The fear was that the program, which Farmer intended to make widely available free of charge, would have the opposite effect. Computer experts were worried that it would get into the hands of computer intruders, who would use it as a burglar's tool kit to break the Internet wide open. The program is so point-and-click simple that it can turn second-rate hackers into efficient computer crackers.

SATAN certainly landed with a crash. Within minutes of its release, traffic started to pile up on the dozen or so computers around the world that Farmer had authorized as SATAN release sites. "Everyone was grabbing SATAN at once," says John Fisher, a computer-security specialist at Lawrence Livermore National Laboratory, one of several sites that became overloaded in the crush. Two days after satan was unleashed, tens of thousands of copies had been downloaded.

But the wave of satanic attacks never materialized -- or at least they hadn't at week's end. It may be that most computer hackers don't own the industrial-strength unix machines needed to run the program. But it seems more likely that SATAN is actually doing the job it was designed to do. In fact, many security experts are now praising the program -- and the publicity that surrounded it-as just the thing to shore up the Internet.

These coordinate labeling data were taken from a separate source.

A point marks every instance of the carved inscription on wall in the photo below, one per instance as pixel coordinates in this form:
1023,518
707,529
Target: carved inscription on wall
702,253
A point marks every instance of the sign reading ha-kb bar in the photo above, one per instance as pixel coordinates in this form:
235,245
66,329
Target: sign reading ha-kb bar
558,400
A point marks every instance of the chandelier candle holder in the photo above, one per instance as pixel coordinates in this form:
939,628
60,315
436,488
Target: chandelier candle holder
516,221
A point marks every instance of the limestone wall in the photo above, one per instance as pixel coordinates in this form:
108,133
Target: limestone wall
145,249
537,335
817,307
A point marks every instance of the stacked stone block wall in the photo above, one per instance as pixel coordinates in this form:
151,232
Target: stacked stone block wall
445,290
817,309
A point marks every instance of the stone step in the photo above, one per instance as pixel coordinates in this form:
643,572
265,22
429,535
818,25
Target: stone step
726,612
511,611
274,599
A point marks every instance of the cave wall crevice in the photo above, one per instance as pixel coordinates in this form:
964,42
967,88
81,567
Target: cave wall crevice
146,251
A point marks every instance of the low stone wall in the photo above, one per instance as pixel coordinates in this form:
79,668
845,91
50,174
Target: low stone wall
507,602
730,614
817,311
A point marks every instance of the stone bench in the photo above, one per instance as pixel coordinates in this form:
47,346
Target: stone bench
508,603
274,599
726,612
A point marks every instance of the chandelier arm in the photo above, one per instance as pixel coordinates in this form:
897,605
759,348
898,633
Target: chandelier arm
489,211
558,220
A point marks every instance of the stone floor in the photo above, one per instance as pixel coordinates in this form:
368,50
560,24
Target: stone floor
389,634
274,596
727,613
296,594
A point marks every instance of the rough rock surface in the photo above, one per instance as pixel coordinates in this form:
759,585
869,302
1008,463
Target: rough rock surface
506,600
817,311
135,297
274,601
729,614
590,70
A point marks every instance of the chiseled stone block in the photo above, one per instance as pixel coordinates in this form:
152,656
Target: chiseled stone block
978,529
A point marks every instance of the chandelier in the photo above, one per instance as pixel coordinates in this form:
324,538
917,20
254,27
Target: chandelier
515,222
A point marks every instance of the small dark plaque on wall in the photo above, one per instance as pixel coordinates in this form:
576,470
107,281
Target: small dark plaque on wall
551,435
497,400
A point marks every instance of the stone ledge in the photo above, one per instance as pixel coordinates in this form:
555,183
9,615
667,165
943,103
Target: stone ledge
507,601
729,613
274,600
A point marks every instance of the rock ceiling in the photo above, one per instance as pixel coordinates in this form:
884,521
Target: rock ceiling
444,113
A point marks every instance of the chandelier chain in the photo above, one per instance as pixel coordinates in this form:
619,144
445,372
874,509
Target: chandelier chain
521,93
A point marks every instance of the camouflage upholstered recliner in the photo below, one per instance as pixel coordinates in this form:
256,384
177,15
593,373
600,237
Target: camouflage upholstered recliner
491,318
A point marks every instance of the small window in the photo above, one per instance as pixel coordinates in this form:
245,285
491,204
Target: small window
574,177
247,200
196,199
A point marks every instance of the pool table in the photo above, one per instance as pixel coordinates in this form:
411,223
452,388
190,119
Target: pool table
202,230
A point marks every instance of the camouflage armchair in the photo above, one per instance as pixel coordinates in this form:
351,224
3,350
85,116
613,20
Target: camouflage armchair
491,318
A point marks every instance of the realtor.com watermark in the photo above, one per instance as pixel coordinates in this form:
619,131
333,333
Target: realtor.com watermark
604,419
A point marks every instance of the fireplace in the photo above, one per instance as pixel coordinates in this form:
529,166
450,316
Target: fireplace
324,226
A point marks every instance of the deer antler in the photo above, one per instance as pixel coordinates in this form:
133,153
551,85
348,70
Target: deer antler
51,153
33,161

"The world is a better place with SATAN out there," says Bill Cheswick, a computer scientist at AT&T's Bell Laboratories and co-author of Firewalls and Internet Security. The Internet has been growing so rapidly, says Cheswick, that it is filled with novice administrators running powerful computer networks who don't have any idea how vulnerable their systems are. "The bad guys already have these tools," says Cheswick. "It's a lot harder for the good guys to get them."

That's little solace for Farmer, who until last month was employed as a security specialist at Silicon Graphics in Mountain View, California. In March, when his bosses learned that he intended to unleash SATAN into the world, they gave him an ultimatum: publish if you want to perish. He published. Now he's on the market, looking for a new job.